Segundo o Ministério Público, Rhayane Souza Fanaia aparecia como proprietária da Editora Avante, mas a investigação sustenta que as decisões financeiras eram tomadas por Rossana Paroschi Jafar, apontada como a verdadeira controladora da empresa.
A Operação Gutenberg ganhou um novo capítulo com a revelação de um personagem até então pouco conhecido nas investigações. Segundo o Grupo de Atuação Especial de Combate ao Crime Organizado (Gaeco), a estudante Rhayane Souza Fanaia, que divulgava nas redes sociais a venda de roupas de brechó, teria sido utilizada como “laranja” em um dos núcleos do suposto esquema que movimentou aproximadamente R$ 27 milhões em contratos públicos para aquisição de livros paradidáticos em Mato Grosso do Sul.
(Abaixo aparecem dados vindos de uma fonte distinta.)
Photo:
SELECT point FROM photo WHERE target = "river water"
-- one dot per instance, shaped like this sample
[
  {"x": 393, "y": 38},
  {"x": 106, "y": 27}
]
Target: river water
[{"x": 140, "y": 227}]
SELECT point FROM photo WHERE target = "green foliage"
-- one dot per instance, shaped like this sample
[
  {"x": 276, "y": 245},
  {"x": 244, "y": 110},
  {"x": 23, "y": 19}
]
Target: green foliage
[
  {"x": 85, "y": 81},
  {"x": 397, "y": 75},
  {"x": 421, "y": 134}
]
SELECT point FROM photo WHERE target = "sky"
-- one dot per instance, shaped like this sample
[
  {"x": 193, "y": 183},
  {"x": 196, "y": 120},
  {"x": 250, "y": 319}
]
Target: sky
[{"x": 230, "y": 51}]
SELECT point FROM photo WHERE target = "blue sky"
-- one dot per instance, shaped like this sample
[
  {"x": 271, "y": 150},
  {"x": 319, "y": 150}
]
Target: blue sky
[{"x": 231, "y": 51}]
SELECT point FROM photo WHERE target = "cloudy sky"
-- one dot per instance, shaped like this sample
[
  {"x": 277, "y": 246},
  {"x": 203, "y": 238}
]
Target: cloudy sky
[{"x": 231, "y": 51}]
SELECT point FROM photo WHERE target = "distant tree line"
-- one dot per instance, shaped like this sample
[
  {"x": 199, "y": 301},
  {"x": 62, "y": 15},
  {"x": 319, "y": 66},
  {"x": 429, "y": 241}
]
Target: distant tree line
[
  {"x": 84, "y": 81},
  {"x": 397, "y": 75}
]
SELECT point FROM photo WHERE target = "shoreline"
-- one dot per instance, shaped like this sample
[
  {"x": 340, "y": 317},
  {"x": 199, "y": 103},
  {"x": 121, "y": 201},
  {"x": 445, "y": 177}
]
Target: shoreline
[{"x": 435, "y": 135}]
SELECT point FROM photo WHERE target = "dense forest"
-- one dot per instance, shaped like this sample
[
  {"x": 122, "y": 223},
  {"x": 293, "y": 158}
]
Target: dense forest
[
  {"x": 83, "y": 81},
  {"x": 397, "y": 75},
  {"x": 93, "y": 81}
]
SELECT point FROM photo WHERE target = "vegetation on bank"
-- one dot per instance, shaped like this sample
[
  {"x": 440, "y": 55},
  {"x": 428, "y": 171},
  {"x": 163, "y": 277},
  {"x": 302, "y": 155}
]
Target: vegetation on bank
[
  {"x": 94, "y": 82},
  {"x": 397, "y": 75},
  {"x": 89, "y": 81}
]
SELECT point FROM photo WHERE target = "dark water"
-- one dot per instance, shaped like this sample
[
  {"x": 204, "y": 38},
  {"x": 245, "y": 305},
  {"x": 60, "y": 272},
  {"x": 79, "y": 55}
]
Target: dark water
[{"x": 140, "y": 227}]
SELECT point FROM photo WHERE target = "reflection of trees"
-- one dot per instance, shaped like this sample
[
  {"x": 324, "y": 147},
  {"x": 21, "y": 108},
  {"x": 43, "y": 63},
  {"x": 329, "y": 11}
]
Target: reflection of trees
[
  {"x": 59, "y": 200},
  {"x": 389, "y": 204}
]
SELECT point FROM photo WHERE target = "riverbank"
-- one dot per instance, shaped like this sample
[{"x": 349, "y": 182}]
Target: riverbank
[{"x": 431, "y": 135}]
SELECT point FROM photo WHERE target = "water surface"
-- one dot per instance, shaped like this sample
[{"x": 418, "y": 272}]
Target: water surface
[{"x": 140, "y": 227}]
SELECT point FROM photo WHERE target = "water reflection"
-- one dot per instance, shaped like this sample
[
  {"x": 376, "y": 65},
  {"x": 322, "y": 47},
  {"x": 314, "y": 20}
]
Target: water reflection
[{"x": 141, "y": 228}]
De acordo com a investigação, Rhayane figurava formalmente como proprietária da Editora Avante, empresa sediada em São Paulo que celebrou contratos milionários com diversas prefeituras sul-mato-grossenses. No entanto, para o Ministério Público, quem efetivamente controlava a empresa era a empresária Rossana Paroschi Jafar, presa durante a Operação Gutenberg.
Empresa recebeu cerca de R$ 5 milhões
Conforme os autos da investigação, a Editora Avante recebeu aproximadamente R$ 5 milhões em contratos firmados com municípios de Mato Grosso do Sul entre os anos de 2022 e 2023.
Segundo o Gaeco, a empresa foi aberta em nome de Rhayane, mas a movimentação financeira e as decisões estratégicas estariam concentradas nas mãos de Rossana Paroschi Jafar, apontada pelos investigadores como a verdadeira responsável pelo empreendimento.
Conversas mostram orientação sobre o dinheiro
Um dos elementos considerados relevantes pela investigação são mensagens obtidas mediante autorização judicial.
Em uma delas, após a Prefeitura de Douradina transferir R$ 336.075,10 para a conta da Editora Avante, Rhayane pergunta a Rossana como deveria proceder com os valores recebidos.
Na sequência, conforme descrito na investigação, ela realiza transferências seguindo orientações recebidas e encaminha os respectivos comprovantes.
Para o Ministério Público, as conversas demonstram que a estudante não possuía autonomia sobre a movimentação financeira da empresa, limitando-se a cumprir determinações relacionadas à distribuição dos recursos.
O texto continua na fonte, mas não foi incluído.